In his original presentation, Tom provided a chart with 100 mW power loss at 760 Torr (1 atmosphere). labeled with sp→(for surface pressure). The chart also showed a power loss due to radiation of just below 0.4 mW (at 0.001 Torr and less). That is the red horizontal line labeled: COMBINED RADIATIVE AND END LOSSES
Assume: with a Pirani filament of ε = 0.05, the power loss associated with IR emission = 0.4 mW. Multiply both power and emissivity by 19. 19 x 0.4 = 7.6. It's perfectly legitimate to multiply like this because emissivity is a simple scalar multiplier in the Stefan-Boltzmann Law.

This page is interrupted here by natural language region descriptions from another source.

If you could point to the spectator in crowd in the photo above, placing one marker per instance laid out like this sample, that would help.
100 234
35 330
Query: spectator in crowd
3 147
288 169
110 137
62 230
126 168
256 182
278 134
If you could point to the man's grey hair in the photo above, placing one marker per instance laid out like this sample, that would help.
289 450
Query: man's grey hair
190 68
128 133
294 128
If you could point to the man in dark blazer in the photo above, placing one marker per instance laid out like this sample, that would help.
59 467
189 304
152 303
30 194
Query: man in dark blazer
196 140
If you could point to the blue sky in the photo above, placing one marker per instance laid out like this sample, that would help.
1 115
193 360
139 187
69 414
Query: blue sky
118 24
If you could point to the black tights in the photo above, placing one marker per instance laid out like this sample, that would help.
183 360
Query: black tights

So we can expect a Pirani filament of ε = 0.95 has a power loss associated with IR emission = 7.6 mW; and that this will be seen at low vacuum ≤ 0.001 Torr. [Note 0.001 = 1E-03 in the diagram]. Where the red line and green curve meet horizontally. This is the pressure where all power loss is associated with COMBINED RADIATIVE AND END LOSSES, and we assume the end losses are negligible.
Had we used a Pirani gauge with a filament, ε = 0.95 the we expect a base radiative emission of 7.6mW. This would give a similar chart to that above but the red horizontal line would pass through 7.6mW on the vertical axis, and the green curve would still meet the red line at 1E-03 = 0.001 Torr.
So:
total power loss at 1 atmosphere (760 Torr) is 100 mW.
power loss due to radiation is 7.6 mW
This estimate gives a radiative heat loss = 7.6% which is still far less than the 79% climate catastrophe modelers give us; although still 19 times what Tom originally estimated. It still falsifies the greenhouse effect; but less dramatically.
We can, in fact, use a Pirani gauge with a high emissivity filament (such as an oxidized alloy of nickel; 80Ni:20Cr, ε = 0.9, or 20Ni:25Cr:55Fe alloy, ε = 0.90 to 0.97 ). It just so happens that oxidized NiChrome wire is available. But we'll need to calibrate it for ourselves. We'd need to make our own chart of power used versus gas pressure. Or, at the very least, to run the experiment twice - at atmospheric surface pressure ( ~ 760 Torr), and at high vacuum of, say, 0.001 Torr (or less). At such low pressure ALL power loss is assumed to be due to IR emitted.
Or, provided we know the precise emissivity of our Pirani gauge filament, we can just scale it as I did above.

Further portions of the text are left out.